Troubleshooting perfSONAR¶

This page contains some hints on how to troubleshoot perfSONAR instance. You may also find some helpful notes in perfSONAR Frequently Asked Questions (FAQs).

pScheduler¶

pScheduler on Local Host¶

This step will allow you to verify the basic health of pScheduler in a local host. This will also check if your node has the basic, necessary pScheduler services running properly, run basic idle test, check pScheduler archiving function, print MTU settings and clock synchronisation status. Look for errors in the command output:

pscheduler troubleshoot

If you want to simply confirm that pScheduler on the local system is functioning run the following command which will ping the localhost using pScheduler:

pscheduler ping localhost

Check that pScheduler on the local system isn’t reporting problems:

fgrep ' ERROR ' /var/log/pscheduler/pscheduler.log

pScheduler on Remote Hosts¶

This step will allow you to verify the basic health of pScheduler in a remote host. This will also check if the remote node has the basic, necessary pScheduler services running properly, run basic idle test, check pScheduler archiving function, print MTU settings and clock synchronisation status.
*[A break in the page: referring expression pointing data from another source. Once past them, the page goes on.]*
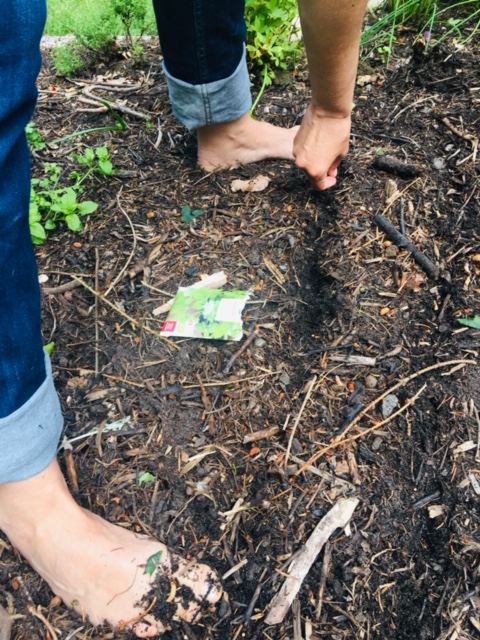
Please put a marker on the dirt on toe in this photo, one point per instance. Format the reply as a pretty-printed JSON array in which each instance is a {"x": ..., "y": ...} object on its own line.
[{"x": 359, "y": 381}]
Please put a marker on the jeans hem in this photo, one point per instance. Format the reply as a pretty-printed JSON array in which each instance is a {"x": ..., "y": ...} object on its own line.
[
  {"x": 29, "y": 436},
  {"x": 211, "y": 103}
]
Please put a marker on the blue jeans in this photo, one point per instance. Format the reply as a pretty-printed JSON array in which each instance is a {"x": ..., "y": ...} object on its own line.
[
  {"x": 30, "y": 417},
  {"x": 203, "y": 45}
]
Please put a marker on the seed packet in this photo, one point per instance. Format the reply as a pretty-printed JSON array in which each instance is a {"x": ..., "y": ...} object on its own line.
[{"x": 206, "y": 313}]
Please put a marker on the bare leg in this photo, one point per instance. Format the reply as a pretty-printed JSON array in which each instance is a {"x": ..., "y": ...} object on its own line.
[
  {"x": 97, "y": 568},
  {"x": 243, "y": 141}
]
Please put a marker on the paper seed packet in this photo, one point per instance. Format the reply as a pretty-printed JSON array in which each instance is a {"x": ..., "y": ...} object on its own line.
[{"x": 206, "y": 313}]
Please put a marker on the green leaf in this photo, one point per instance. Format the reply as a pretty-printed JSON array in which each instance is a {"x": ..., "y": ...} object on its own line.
[
  {"x": 471, "y": 322},
  {"x": 189, "y": 215},
  {"x": 145, "y": 477},
  {"x": 84, "y": 208},
  {"x": 73, "y": 221},
  {"x": 152, "y": 563},
  {"x": 38, "y": 232}
]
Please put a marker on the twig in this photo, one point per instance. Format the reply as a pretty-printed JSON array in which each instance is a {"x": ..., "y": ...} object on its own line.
[
  {"x": 297, "y": 419},
  {"x": 338, "y": 517},
  {"x": 122, "y": 625},
  {"x": 253, "y": 601},
  {"x": 327, "y": 556},
  {"x": 238, "y": 353},
  {"x": 135, "y": 322},
  {"x": 368, "y": 408},
  {"x": 401, "y": 241},
  {"x": 97, "y": 305},
  {"x": 5, "y": 624},
  {"x": 38, "y": 614},
  {"x": 62, "y": 288},
  {"x": 231, "y": 561}
]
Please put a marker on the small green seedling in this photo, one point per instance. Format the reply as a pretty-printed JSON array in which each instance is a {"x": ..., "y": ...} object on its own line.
[
  {"x": 152, "y": 563},
  {"x": 189, "y": 214},
  {"x": 470, "y": 322},
  {"x": 145, "y": 477}
]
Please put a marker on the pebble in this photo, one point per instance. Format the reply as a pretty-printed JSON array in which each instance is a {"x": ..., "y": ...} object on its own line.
[
  {"x": 371, "y": 382},
  {"x": 388, "y": 405}
]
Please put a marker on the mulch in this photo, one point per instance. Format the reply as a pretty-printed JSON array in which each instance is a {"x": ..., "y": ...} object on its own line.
[{"x": 348, "y": 326}]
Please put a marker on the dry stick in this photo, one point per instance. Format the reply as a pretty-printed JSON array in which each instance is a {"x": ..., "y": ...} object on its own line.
[
  {"x": 401, "y": 241},
  {"x": 238, "y": 353},
  {"x": 297, "y": 419},
  {"x": 327, "y": 556},
  {"x": 97, "y": 305},
  {"x": 5, "y": 624},
  {"x": 337, "y": 442},
  {"x": 38, "y": 614},
  {"x": 132, "y": 253},
  {"x": 135, "y": 322},
  {"x": 338, "y": 517},
  {"x": 253, "y": 601},
  {"x": 62, "y": 288}
]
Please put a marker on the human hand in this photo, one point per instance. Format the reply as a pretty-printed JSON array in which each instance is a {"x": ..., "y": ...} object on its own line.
[{"x": 320, "y": 145}]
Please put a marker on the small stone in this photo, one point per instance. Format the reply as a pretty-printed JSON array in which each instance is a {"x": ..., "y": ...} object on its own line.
[{"x": 388, "y": 405}]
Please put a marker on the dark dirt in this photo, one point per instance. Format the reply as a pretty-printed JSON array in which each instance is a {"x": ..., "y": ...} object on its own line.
[{"x": 322, "y": 276}]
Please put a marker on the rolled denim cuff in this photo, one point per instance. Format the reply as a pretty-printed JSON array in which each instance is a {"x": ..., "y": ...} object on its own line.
[
  {"x": 29, "y": 436},
  {"x": 199, "y": 105}
]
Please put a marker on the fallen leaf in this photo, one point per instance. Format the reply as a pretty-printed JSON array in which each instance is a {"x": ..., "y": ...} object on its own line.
[{"x": 260, "y": 183}]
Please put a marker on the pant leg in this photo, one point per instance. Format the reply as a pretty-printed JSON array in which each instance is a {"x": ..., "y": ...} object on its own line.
[
  {"x": 203, "y": 44},
  {"x": 30, "y": 418}
]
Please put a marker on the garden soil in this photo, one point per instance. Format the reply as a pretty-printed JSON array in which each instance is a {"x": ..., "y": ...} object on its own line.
[{"x": 358, "y": 379}]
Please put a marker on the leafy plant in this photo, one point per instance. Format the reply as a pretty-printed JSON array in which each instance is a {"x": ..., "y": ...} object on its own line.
[
  {"x": 272, "y": 35},
  {"x": 132, "y": 14},
  {"x": 470, "y": 322},
  {"x": 34, "y": 137},
  {"x": 52, "y": 203}
]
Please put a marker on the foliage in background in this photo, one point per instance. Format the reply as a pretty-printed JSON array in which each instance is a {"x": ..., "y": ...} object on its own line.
[
  {"x": 95, "y": 25},
  {"x": 272, "y": 35},
  {"x": 51, "y": 201}
]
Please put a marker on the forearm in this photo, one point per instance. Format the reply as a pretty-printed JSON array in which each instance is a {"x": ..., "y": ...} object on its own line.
[{"x": 331, "y": 31}]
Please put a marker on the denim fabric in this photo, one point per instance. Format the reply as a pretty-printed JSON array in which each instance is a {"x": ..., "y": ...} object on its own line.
[
  {"x": 203, "y": 45},
  {"x": 28, "y": 438}
]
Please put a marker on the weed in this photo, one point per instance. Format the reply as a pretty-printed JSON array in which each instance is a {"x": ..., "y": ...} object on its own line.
[
  {"x": 272, "y": 35},
  {"x": 52, "y": 203},
  {"x": 34, "y": 137}
]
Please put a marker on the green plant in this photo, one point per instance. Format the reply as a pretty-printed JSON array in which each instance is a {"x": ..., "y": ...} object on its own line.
[
  {"x": 272, "y": 35},
  {"x": 436, "y": 21},
  {"x": 34, "y": 137},
  {"x": 52, "y": 203},
  {"x": 132, "y": 14}
]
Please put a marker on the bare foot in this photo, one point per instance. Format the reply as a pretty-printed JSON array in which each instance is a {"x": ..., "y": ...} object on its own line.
[
  {"x": 102, "y": 571},
  {"x": 221, "y": 146}
]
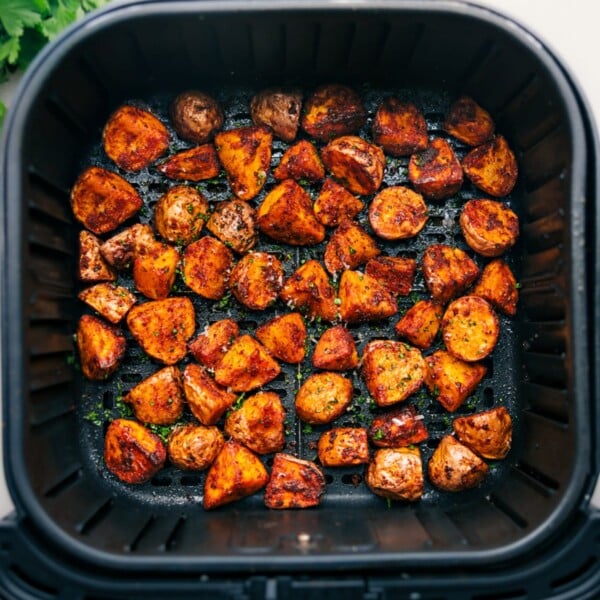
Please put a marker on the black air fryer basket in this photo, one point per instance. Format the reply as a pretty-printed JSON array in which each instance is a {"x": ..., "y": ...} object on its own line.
[{"x": 527, "y": 531}]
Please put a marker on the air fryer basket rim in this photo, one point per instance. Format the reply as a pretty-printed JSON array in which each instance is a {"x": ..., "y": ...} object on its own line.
[{"x": 12, "y": 313}]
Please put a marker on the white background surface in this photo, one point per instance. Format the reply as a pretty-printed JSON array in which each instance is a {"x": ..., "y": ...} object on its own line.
[{"x": 571, "y": 28}]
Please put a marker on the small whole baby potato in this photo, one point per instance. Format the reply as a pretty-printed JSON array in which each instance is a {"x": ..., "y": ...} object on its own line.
[{"x": 196, "y": 116}]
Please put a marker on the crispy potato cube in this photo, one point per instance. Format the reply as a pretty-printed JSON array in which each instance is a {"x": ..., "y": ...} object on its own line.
[
  {"x": 101, "y": 200},
  {"x": 246, "y": 366},
  {"x": 236, "y": 473},
  {"x": 286, "y": 215},
  {"x": 245, "y": 154},
  {"x": 101, "y": 347},
  {"x": 323, "y": 397},
  {"x": 356, "y": 163},
  {"x": 207, "y": 266},
  {"x": 163, "y": 327},
  {"x": 294, "y": 483},
  {"x": 451, "y": 380},
  {"x": 284, "y": 337},
  {"x": 132, "y": 452},
  {"x": 258, "y": 423},
  {"x": 492, "y": 167}
]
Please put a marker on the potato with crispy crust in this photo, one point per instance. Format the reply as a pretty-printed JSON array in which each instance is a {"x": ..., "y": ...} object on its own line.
[
  {"x": 356, "y": 163},
  {"x": 245, "y": 154},
  {"x": 134, "y": 138},
  {"x": 132, "y": 452},
  {"x": 101, "y": 200},
  {"x": 236, "y": 473},
  {"x": 258, "y": 423}
]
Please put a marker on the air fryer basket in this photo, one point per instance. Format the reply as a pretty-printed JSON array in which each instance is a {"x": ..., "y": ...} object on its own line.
[{"x": 427, "y": 51}]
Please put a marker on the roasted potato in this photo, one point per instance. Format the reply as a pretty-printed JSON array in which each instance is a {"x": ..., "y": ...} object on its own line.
[
  {"x": 286, "y": 215},
  {"x": 256, "y": 280},
  {"x": 163, "y": 327},
  {"x": 132, "y": 452},
  {"x": 101, "y": 200},
  {"x": 453, "y": 467},
  {"x": 258, "y": 423},
  {"x": 357, "y": 164},
  {"x": 134, "y": 138},
  {"x": 489, "y": 227},
  {"x": 101, "y": 347},
  {"x": 236, "y": 473},
  {"x": 323, "y": 397},
  {"x": 294, "y": 483},
  {"x": 492, "y": 167}
]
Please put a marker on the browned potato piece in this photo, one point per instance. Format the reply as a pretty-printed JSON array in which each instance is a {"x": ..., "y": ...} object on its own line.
[
  {"x": 246, "y": 366},
  {"x": 134, "y": 138},
  {"x": 399, "y": 427},
  {"x": 399, "y": 128},
  {"x": 309, "y": 290},
  {"x": 210, "y": 346},
  {"x": 470, "y": 328},
  {"x": 343, "y": 447},
  {"x": 363, "y": 298},
  {"x": 207, "y": 400},
  {"x": 245, "y": 154},
  {"x": 101, "y": 200},
  {"x": 279, "y": 110},
  {"x": 421, "y": 323},
  {"x": 131, "y": 452},
  {"x": 196, "y": 116},
  {"x": 323, "y": 397},
  {"x": 284, "y": 337},
  {"x": 333, "y": 110},
  {"x": 194, "y": 447},
  {"x": 286, "y": 215},
  {"x": 335, "y": 204},
  {"x": 392, "y": 370},
  {"x": 163, "y": 327},
  {"x": 235, "y": 474},
  {"x": 349, "y": 247},
  {"x": 397, "y": 213},
  {"x": 451, "y": 380},
  {"x": 468, "y": 122},
  {"x": 489, "y": 227},
  {"x": 234, "y": 223},
  {"x": 294, "y": 483},
  {"x": 300, "y": 161},
  {"x": 335, "y": 350},
  {"x": 435, "y": 172},
  {"x": 448, "y": 271},
  {"x": 207, "y": 265},
  {"x": 258, "y": 423},
  {"x": 492, "y": 167},
  {"x": 257, "y": 280},
  {"x": 498, "y": 286},
  {"x": 453, "y": 467},
  {"x": 356, "y": 163},
  {"x": 396, "y": 473},
  {"x": 101, "y": 347},
  {"x": 111, "y": 301},
  {"x": 158, "y": 399}
]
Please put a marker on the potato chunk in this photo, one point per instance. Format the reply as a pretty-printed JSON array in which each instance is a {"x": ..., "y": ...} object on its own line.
[
  {"x": 356, "y": 163},
  {"x": 294, "y": 483},
  {"x": 236, "y": 473},
  {"x": 245, "y": 154},
  {"x": 392, "y": 371},
  {"x": 258, "y": 423},
  {"x": 453, "y": 467},
  {"x": 132, "y": 452},
  {"x": 323, "y": 397},
  {"x": 101, "y": 200}
]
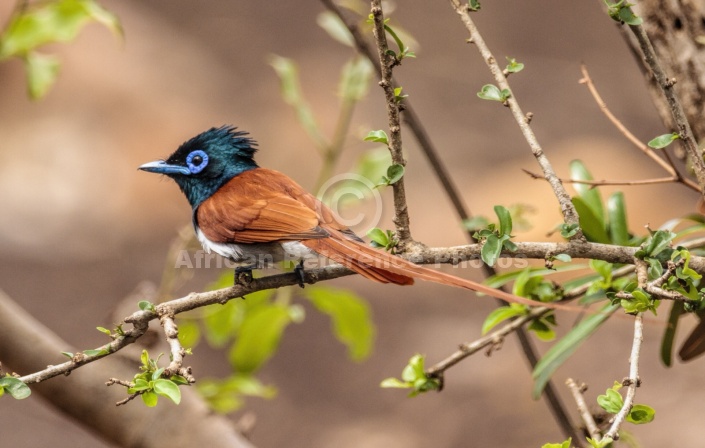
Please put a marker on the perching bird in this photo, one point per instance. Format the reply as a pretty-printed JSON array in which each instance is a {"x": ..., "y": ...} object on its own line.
[{"x": 256, "y": 216}]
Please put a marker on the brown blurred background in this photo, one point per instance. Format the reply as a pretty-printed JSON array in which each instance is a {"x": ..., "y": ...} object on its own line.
[{"x": 80, "y": 226}]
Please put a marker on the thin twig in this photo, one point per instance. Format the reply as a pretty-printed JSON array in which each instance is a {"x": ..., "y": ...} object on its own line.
[
  {"x": 491, "y": 339},
  {"x": 667, "y": 164},
  {"x": 417, "y": 129},
  {"x": 387, "y": 62},
  {"x": 595, "y": 183},
  {"x": 666, "y": 85},
  {"x": 585, "y": 414},
  {"x": 632, "y": 382},
  {"x": 177, "y": 351},
  {"x": 570, "y": 215}
]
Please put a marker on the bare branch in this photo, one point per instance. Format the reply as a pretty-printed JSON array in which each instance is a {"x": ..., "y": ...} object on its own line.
[
  {"x": 570, "y": 215},
  {"x": 585, "y": 414},
  {"x": 666, "y": 85},
  {"x": 387, "y": 63}
]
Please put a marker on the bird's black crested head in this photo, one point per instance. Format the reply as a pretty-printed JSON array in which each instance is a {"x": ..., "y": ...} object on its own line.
[{"x": 206, "y": 162}]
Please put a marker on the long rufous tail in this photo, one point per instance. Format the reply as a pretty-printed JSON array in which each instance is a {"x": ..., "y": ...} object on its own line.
[{"x": 386, "y": 268}]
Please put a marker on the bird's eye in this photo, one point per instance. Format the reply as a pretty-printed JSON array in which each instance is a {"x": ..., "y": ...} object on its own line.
[{"x": 197, "y": 160}]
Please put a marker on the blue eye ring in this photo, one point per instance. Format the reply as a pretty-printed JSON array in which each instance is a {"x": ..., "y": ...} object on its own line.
[{"x": 196, "y": 160}]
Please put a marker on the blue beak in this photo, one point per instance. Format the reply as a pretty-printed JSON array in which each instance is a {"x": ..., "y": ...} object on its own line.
[{"x": 161, "y": 167}]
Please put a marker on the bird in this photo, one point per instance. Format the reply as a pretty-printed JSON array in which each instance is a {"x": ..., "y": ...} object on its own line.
[{"x": 256, "y": 216}]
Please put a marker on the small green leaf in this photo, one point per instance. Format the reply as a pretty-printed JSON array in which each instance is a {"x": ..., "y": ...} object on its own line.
[
  {"x": 563, "y": 349},
  {"x": 395, "y": 173},
  {"x": 150, "y": 399},
  {"x": 145, "y": 305},
  {"x": 514, "y": 66},
  {"x": 569, "y": 230},
  {"x": 167, "y": 388},
  {"x": 611, "y": 401},
  {"x": 377, "y": 136},
  {"x": 641, "y": 414},
  {"x": 669, "y": 334},
  {"x": 395, "y": 383},
  {"x": 565, "y": 444},
  {"x": 501, "y": 314},
  {"x": 379, "y": 236},
  {"x": 490, "y": 92},
  {"x": 16, "y": 388},
  {"x": 42, "y": 71},
  {"x": 491, "y": 249},
  {"x": 663, "y": 141},
  {"x": 617, "y": 213},
  {"x": 505, "y": 220}
]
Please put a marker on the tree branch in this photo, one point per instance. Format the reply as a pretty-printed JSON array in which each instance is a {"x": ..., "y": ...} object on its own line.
[
  {"x": 570, "y": 215},
  {"x": 585, "y": 414},
  {"x": 387, "y": 63},
  {"x": 681, "y": 122}
]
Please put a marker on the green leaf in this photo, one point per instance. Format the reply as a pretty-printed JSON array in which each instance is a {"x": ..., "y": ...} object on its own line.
[
  {"x": 641, "y": 414},
  {"x": 350, "y": 317},
  {"x": 377, "y": 136},
  {"x": 611, "y": 401},
  {"x": 42, "y": 71},
  {"x": 617, "y": 213},
  {"x": 663, "y": 141},
  {"x": 150, "y": 399},
  {"x": 394, "y": 173},
  {"x": 169, "y": 389},
  {"x": 505, "y": 220},
  {"x": 514, "y": 66},
  {"x": 491, "y": 249},
  {"x": 592, "y": 225},
  {"x": 259, "y": 337},
  {"x": 501, "y": 314},
  {"x": 490, "y": 92},
  {"x": 564, "y": 348},
  {"x": 669, "y": 334},
  {"x": 590, "y": 196},
  {"x": 16, "y": 388},
  {"x": 379, "y": 236}
]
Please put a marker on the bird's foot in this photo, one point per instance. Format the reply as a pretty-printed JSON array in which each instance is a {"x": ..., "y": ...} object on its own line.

Look for errors in the command output:

pscheduler troubleshoot --host REMOTE-HOST

You may also test two remote hosts against each other to ensure the two nodes can successfully complete a test:

pscheduler troubleshoot --host REMOTE-HOST-1 REMOTE-HOST-2

If you want to simply confirm that pScheduler on the remote system is functioning and reachable run a command which will ping the remote host using pScheduler:

pscheduler ping REMOTE-HOST

In addition run basic tests to the other host (the first test requires that TCP ports 5890-5899 be open on that system):

pscheduler task trace --dest REMOTE-HOST
pscheduler task rtt --dest REMOTE-HOST
pscheduler task simplestream --dest REMOTE-HOST
pscheduler task throughput --bandwidth 1M --dest REMOTE-HOST

Also run the same tests in the opposite direction (from REMOTE-HOST to LOCAL-HOST):

pscheduler task trace --source REMOTE-HOST --dest LOCAL-HOST
pscheduler task rtt --source REMOTE-HOST --dest LOCAL-HOST
pscheduler task simplestream --source REMOTE-HOST --dest LOCAL-HOST
pscheduler task throughput --bandwidth 1M --source REMOTE-HOST --dest LOCAL-HOST

Checking the Schedule¶

If results are missing, looking at the pScheduler’s timeline of runs (the schedule) can be useful.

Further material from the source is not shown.